`
flamezealot
  • 浏览: 20755 次
  • 性别: Icon_minigender_1
  • 来自: 杭州
社区版块
存档分类
最新评论

kafka partition

 
阅读更多

最近有个项目,要求通过kafka传较大的消息,先不论这么做操蛋不操蛋,反正咱研究研究也没错。

网上搜了一些文章,据说把消息拆成多片,然后如果使用一样的key,这些消息片都会被发到同一个partition上,就可以利用kafka同一个partition里消息是有序的这个特性来重新组装文件。

于是问题就来了,为什么key相同,就会被发到同一个partition上呢,key是啥类型都行吗,会不会有坑呢。

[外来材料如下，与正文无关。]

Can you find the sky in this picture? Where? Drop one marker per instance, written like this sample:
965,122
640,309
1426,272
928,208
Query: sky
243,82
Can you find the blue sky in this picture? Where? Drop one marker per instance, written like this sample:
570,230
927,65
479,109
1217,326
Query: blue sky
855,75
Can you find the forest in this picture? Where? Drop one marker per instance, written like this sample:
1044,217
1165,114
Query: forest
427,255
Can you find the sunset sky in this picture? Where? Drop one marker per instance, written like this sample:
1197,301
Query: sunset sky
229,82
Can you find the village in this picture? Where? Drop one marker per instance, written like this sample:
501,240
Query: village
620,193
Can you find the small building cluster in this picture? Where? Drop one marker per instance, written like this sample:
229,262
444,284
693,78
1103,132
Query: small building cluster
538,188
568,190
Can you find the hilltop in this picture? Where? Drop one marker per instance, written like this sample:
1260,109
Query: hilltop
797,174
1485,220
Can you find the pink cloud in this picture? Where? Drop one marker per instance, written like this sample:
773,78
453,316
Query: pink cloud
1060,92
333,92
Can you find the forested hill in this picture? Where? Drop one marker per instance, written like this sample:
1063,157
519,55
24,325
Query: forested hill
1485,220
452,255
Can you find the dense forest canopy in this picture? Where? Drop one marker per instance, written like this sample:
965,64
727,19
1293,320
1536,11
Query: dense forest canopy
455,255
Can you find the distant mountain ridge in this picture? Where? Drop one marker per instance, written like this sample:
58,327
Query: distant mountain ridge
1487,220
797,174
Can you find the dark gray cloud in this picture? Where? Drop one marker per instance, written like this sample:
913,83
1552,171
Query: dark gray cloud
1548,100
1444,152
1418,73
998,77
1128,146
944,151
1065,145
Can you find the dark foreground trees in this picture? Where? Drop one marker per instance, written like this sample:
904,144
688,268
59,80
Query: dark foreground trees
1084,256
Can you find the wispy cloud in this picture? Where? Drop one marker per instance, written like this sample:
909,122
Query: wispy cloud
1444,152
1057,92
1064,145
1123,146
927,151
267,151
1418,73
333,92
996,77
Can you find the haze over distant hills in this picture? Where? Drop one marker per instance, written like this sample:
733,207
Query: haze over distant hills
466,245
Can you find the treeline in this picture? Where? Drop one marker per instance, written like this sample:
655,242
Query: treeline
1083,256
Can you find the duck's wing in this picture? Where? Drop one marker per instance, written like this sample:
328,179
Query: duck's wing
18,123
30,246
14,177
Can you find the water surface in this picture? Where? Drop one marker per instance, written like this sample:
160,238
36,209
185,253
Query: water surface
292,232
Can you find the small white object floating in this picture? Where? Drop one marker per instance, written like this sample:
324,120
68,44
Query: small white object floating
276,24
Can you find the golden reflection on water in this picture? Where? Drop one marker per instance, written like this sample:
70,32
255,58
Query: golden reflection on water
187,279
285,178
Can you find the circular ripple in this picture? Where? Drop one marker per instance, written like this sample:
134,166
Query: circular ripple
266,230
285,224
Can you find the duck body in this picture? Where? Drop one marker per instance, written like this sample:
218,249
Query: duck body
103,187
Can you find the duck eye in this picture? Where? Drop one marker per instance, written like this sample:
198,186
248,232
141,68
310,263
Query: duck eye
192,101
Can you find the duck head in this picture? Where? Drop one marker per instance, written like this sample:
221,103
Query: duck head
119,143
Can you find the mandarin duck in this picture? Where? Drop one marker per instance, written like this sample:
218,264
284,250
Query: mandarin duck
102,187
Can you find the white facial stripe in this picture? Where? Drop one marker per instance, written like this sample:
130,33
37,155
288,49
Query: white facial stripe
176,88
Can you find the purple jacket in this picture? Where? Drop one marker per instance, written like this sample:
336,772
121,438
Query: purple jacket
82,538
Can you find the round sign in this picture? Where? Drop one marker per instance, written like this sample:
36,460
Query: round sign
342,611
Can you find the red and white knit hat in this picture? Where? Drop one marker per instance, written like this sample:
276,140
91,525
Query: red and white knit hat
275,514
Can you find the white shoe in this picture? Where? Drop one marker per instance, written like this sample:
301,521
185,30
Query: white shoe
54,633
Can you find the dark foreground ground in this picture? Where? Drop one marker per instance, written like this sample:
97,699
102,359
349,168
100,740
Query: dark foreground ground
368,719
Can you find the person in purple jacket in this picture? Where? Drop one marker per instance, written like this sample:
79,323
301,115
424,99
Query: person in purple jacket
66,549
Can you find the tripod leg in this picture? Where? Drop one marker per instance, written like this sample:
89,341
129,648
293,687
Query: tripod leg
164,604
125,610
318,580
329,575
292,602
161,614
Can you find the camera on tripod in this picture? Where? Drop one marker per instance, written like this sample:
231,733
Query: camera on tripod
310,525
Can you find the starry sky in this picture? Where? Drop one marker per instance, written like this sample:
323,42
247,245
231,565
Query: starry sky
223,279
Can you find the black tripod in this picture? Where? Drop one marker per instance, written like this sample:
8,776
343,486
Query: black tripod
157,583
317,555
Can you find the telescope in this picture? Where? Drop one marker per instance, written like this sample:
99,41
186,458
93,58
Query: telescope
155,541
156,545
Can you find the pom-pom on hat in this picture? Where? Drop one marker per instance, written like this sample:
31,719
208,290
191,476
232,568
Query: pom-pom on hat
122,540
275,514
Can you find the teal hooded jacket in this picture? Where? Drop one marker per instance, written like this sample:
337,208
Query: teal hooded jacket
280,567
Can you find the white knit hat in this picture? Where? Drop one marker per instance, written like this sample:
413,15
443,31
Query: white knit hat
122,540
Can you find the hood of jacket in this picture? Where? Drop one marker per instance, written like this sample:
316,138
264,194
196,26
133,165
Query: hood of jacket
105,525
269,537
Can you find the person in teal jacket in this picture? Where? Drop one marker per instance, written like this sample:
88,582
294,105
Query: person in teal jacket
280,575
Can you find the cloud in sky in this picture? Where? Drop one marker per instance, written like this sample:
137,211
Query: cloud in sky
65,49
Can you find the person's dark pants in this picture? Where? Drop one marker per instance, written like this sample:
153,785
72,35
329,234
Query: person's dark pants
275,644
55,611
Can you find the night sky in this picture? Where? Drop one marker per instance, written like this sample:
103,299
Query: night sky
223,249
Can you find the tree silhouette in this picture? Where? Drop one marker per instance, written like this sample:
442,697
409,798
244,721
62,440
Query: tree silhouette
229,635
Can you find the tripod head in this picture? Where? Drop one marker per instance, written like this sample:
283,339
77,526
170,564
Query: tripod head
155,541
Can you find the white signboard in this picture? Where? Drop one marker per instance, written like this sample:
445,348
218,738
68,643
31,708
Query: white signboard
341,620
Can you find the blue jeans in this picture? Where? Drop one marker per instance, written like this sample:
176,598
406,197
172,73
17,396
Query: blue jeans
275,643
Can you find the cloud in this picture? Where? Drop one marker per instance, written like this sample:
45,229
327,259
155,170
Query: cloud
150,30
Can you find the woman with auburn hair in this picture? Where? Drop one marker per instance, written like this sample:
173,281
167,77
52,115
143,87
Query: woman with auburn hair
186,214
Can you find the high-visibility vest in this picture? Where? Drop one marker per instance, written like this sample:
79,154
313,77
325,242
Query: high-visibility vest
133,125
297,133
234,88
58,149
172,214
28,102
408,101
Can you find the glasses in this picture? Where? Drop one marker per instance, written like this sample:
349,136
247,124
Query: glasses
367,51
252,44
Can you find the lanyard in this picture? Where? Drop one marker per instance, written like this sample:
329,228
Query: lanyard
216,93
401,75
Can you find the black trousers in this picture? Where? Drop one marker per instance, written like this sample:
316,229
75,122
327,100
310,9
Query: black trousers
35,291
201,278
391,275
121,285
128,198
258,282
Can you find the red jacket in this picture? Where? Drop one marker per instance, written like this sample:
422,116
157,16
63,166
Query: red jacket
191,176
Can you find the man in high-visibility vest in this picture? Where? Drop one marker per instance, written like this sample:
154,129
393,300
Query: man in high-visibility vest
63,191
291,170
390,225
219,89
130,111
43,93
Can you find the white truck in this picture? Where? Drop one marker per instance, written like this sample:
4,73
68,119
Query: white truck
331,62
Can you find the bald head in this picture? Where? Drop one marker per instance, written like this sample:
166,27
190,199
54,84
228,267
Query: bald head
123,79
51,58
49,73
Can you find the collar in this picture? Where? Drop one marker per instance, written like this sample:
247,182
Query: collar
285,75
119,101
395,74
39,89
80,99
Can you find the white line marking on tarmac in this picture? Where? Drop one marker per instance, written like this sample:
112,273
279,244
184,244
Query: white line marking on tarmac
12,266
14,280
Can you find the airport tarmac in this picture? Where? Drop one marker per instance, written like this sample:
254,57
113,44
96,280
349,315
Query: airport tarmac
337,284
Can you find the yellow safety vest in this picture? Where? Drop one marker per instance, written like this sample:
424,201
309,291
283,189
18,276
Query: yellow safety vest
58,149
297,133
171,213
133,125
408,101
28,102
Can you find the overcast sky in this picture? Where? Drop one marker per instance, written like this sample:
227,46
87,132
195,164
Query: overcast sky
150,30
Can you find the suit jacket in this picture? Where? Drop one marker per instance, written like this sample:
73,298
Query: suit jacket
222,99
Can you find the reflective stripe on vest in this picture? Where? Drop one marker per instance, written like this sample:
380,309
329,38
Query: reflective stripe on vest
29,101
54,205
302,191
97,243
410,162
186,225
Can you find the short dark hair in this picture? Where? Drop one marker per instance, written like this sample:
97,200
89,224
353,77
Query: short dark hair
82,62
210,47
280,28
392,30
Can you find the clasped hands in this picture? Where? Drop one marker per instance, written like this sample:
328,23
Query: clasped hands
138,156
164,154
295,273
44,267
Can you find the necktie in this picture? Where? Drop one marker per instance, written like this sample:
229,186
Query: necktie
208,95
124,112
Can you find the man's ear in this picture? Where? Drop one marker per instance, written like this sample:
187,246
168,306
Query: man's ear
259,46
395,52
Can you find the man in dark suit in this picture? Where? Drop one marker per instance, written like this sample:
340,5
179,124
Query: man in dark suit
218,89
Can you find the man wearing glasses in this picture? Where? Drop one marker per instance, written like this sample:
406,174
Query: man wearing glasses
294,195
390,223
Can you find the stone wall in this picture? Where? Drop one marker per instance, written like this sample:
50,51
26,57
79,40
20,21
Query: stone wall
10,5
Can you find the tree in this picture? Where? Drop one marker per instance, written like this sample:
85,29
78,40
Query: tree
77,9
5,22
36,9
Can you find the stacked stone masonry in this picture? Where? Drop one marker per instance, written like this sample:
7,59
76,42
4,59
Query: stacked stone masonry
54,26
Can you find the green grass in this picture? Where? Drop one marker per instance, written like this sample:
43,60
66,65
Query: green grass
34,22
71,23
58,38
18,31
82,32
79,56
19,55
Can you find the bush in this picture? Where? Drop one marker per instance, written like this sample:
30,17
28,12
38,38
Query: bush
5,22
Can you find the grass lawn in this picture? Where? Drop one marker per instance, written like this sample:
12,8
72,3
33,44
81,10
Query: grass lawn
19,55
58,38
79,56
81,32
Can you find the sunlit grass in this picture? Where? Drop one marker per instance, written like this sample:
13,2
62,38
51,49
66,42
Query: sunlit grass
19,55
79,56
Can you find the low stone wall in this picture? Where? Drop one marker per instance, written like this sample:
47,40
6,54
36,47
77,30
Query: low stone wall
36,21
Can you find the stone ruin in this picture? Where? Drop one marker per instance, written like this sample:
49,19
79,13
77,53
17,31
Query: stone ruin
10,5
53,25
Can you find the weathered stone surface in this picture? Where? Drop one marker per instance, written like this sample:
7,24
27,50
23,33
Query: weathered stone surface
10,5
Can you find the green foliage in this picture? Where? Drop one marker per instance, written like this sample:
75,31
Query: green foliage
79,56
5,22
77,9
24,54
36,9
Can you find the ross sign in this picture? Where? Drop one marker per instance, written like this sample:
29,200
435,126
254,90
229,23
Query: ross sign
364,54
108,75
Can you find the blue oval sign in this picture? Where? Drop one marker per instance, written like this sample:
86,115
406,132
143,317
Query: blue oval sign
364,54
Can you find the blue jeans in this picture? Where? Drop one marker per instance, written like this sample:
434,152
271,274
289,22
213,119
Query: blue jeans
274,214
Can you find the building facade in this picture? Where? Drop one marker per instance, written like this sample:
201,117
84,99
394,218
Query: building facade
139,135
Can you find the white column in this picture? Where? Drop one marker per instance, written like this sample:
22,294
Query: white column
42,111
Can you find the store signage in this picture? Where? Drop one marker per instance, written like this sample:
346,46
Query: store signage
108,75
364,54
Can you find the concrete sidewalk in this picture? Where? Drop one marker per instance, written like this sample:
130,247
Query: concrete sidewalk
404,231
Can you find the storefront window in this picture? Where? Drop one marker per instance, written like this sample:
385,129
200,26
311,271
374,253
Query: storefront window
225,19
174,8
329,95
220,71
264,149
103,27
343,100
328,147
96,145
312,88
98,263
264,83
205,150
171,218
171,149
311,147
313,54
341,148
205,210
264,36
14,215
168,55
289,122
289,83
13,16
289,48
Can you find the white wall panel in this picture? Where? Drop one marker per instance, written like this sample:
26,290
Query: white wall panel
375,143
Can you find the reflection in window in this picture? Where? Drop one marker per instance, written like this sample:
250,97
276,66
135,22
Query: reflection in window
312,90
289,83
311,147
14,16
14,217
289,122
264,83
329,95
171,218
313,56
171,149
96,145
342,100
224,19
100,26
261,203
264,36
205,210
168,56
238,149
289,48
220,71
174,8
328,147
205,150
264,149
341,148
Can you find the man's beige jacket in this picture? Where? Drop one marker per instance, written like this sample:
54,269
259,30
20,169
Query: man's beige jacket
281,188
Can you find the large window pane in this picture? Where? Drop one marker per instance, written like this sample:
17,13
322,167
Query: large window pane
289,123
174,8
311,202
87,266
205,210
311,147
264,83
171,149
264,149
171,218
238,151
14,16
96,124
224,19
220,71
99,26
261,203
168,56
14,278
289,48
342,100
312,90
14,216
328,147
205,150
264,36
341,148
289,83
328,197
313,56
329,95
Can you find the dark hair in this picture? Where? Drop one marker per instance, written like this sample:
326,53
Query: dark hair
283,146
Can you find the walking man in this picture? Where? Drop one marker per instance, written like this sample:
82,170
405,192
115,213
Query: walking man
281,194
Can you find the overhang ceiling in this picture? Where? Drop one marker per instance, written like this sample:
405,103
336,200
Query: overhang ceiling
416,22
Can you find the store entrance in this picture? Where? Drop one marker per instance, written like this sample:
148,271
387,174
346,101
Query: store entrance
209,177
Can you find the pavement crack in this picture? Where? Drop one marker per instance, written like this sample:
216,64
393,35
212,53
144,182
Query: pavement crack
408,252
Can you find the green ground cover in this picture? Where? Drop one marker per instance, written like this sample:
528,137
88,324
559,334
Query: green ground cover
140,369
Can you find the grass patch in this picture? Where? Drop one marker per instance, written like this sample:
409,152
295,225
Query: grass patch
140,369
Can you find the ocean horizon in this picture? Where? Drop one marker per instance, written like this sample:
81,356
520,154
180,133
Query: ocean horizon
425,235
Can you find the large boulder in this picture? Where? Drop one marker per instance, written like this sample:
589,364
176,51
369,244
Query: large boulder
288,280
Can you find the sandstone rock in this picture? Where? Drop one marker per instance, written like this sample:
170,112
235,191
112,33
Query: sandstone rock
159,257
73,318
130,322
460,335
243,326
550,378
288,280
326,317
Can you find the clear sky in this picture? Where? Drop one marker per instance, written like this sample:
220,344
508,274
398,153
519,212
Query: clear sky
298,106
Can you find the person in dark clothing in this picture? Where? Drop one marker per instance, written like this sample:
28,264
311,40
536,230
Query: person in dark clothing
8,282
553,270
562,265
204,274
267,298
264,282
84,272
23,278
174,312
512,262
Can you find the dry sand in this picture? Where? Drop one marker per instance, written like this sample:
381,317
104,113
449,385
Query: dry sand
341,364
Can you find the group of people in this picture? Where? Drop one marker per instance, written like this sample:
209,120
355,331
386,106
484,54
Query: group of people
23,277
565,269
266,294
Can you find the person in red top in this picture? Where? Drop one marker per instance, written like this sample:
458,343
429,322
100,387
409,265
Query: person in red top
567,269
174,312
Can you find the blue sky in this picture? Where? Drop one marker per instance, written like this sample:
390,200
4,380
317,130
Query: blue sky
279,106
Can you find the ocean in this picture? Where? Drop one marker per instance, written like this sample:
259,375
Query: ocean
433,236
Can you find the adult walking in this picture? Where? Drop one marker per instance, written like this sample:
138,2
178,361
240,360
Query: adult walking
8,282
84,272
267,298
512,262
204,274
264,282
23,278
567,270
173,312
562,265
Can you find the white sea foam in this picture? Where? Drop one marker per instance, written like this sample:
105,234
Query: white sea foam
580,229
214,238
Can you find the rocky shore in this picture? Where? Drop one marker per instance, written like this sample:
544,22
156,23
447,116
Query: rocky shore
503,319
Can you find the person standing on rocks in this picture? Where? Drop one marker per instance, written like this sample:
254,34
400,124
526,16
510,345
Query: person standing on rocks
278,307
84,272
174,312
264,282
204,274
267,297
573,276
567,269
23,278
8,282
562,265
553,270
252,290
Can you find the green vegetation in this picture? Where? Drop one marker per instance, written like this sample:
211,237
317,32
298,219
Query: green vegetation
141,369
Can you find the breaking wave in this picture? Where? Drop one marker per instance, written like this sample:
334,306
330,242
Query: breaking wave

咱先翻翻kafkaTemplate的send代码

public ListenableFuture<SendResult<K, V>> send(String topic, V data) {
		ProducerRecord<K, V> producerRecord = new ProducerRecord<>(topic, data);//此处没有指定partition,也没指定key
		return doSend(producerRecord);
	}

 先new一个producerRecord对象,它有多个构造方法,可以同时指定topic、partiion、key、value

protected ListenableFuture<SendResult<K, V>> doSend(final ProducerRecord<K, V> producerRecord) {
		if (this.producer == null) {
			synchronized (this) {
				if (this.producer == null) {
					this.producer = this.producerFactory.createProducer();
				}
			}
		}//double check 生成singleton 的producer,createProducer方法用了委派模式,我的理解是spring为了屏蔽kafka底层代码的修改
		
		final SettableListenableFuture<SendResult<K, V>> future = new SettableListenableFuture<>();
		this.producer.send(producerRecord, new Callback() {
........
				

SettableListenableFuture,一个可以被set(Object)和setException(throwable)的future。咦,producer是singleton的,先mark下。咱先来send。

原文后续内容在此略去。